Im Kraftfahrausbildungszentrum in Weißenfels erwarb ich den Führerschein der Klasse BCE. Nun konnte ich zu meiner Stammeinheit, der Medevac-Kompanie in Halle an der Saale, zurückzukehren.

Zu dieser Zeit gab es keinen voll ausgebildeten Feldwebel. Daher wurde ich zum Zugführer ernannt – eine gewaltige Verantwortung, die ich bereitwillig auf mich nahm. Meine Absicht war es, meine Untergebenen zu unterstützen und sie durch mein Beispiel zu motivieren. Ich hatte mir geschworen, von meinen Soldaten nur das zu verlangen, was ich selbst erbringen konnte. Ich wollte hart, aber gerecht sein, und immer mein Bestes geben.

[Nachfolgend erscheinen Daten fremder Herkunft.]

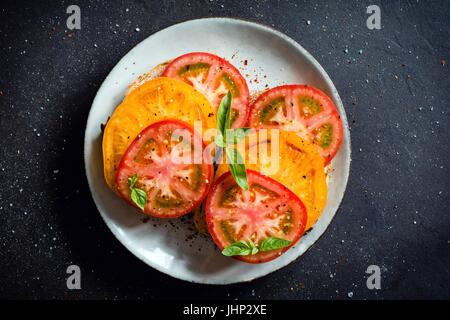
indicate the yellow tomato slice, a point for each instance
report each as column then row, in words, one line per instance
column 155, row 100
column 300, row 168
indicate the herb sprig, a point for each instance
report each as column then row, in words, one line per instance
column 226, row 138
column 246, row 248
column 138, row 196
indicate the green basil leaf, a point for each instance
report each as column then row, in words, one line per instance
column 223, row 114
column 219, row 140
column 237, row 249
column 253, row 247
column 132, row 181
column 237, row 135
column 273, row 243
column 237, row 167
column 139, row 197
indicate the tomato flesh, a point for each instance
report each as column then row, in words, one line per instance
column 162, row 158
column 303, row 109
column 214, row 77
column 267, row 209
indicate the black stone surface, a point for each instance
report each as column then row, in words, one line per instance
column 396, row 92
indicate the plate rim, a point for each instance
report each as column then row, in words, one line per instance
column 309, row 57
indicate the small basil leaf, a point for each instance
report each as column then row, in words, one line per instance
column 132, row 181
column 237, row 249
column 237, row 135
column 273, row 243
column 237, row 167
column 253, row 247
column 223, row 112
column 139, row 197
column 219, row 140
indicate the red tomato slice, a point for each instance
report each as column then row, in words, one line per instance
column 267, row 209
column 303, row 109
column 214, row 77
column 162, row 158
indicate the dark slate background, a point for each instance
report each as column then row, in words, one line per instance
column 395, row 213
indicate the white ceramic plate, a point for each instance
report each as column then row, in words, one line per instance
column 172, row 246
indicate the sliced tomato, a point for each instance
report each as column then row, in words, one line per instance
column 162, row 157
column 214, row 77
column 303, row 109
column 267, row 209
column 290, row 160
column 159, row 99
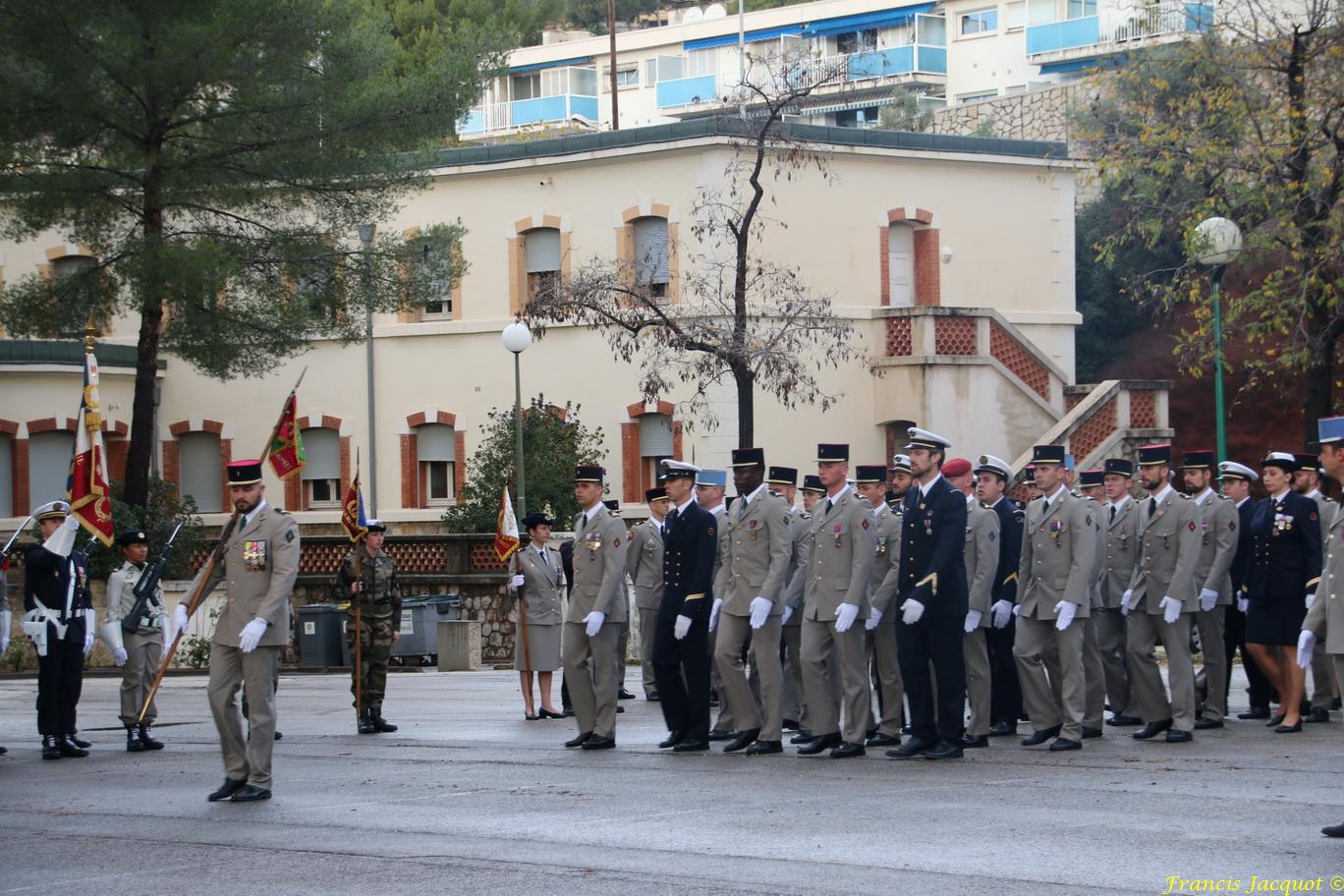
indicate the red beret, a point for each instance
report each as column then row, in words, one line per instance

Dann kam der Tag, an dem unser Kommandeur, Oberfeldarzt Dr. N., eine Nachricht bekanntgab, die unsere Welt auf den Kopf stellte. Unser Regiment wurde ausgewählt, um am Ende des Jahres in den Kosovo zu verlegen. Jeder Mann wurde gebraucht. Erstaunlicherweise nahm das Leben in der Einheit in den Wochen danach seinen gewohnten Lauf. Wir trieben Sport, pflegten unser Material und vertieften unsere Fähigkeiten im Umgang mit dem Gewehr G 36. Schließlich wurde ich nach Altenstadt zu einem weiteren Lehrgang entsandt. Dort erlernte ich die Kniffe des Luftverladens und des Lufttransportwesens. Erstmals kam ich mit den beeindruckenden Fallschirmjägern des Heeres in Kontakt. Die Disziplin und die Art ihrer Ausbildung beeindruckten mich zutiefst. Das VENÜ-Prinzip, Vormachen, Erklären, Nachmachen, Üben, ging mir in Fleisch und Blut über. Leider dauerte der Lehrgang nur drei Wochen. Ich verließ die Fallschirmjäger in der Hoffnung auf zukünftige Zusammenarbeit.

Nach Rückkehr in meine Stammeinheit begann die Vorbereitung auf den Einsatz im Kosovo. Minenkunde, Waffenausbildung, Konvoi-Fahrten, Orientierungsmärsche und Gewässerüberquerungen gehörten genauso dazu wie das Gefechtsschießen. Wenige Wochen später saß ich in einer Transall C-160 der Luftwaffe.

Kosovo Part I

Nach einem mehr als dreistündigen Flug erreichten wir das Flugfeld des Pristina-Flughafens in Mazedonien. Noch bevor ich die Flugzeugtreppe hinabsteigen konnte, drückte man mir eine kugelsichere Weste in die Hand. Schnell zog ich sie über und setzte meinen Gefechtshelm auf. Allerdings irritierte mich, dass wir unsere Waffen erst im Feldlager erhalten sollten. Die anschließende Busfahrt durch Mazedonien erfolgte bei Nacht, aber auch in der Dunkelheit konnte ich die Armut dieses Landes nicht übersehen. Nach längerer Zeit erreichten wir die Grenze zum Kosovo, die von griechischen Soldaten bewacht wurde. Minuten wurden zu Stunden, bis wir endlich den Checkpoint passieren durften. Nur wenige hundert Meter hinter der Grenze schien es, als hätte ich eine andere Welt betreten. Zerbombte Häuser erstreckten sich in alle Richtungen, die Straßen waren in einem üblen Zustand, überall war es schmutzig. Die Busfahrt wurde nun zusehends beschwerlicher, da der Busfahrer behutsam um tiefe Krater auf der Straße manövrieren musste.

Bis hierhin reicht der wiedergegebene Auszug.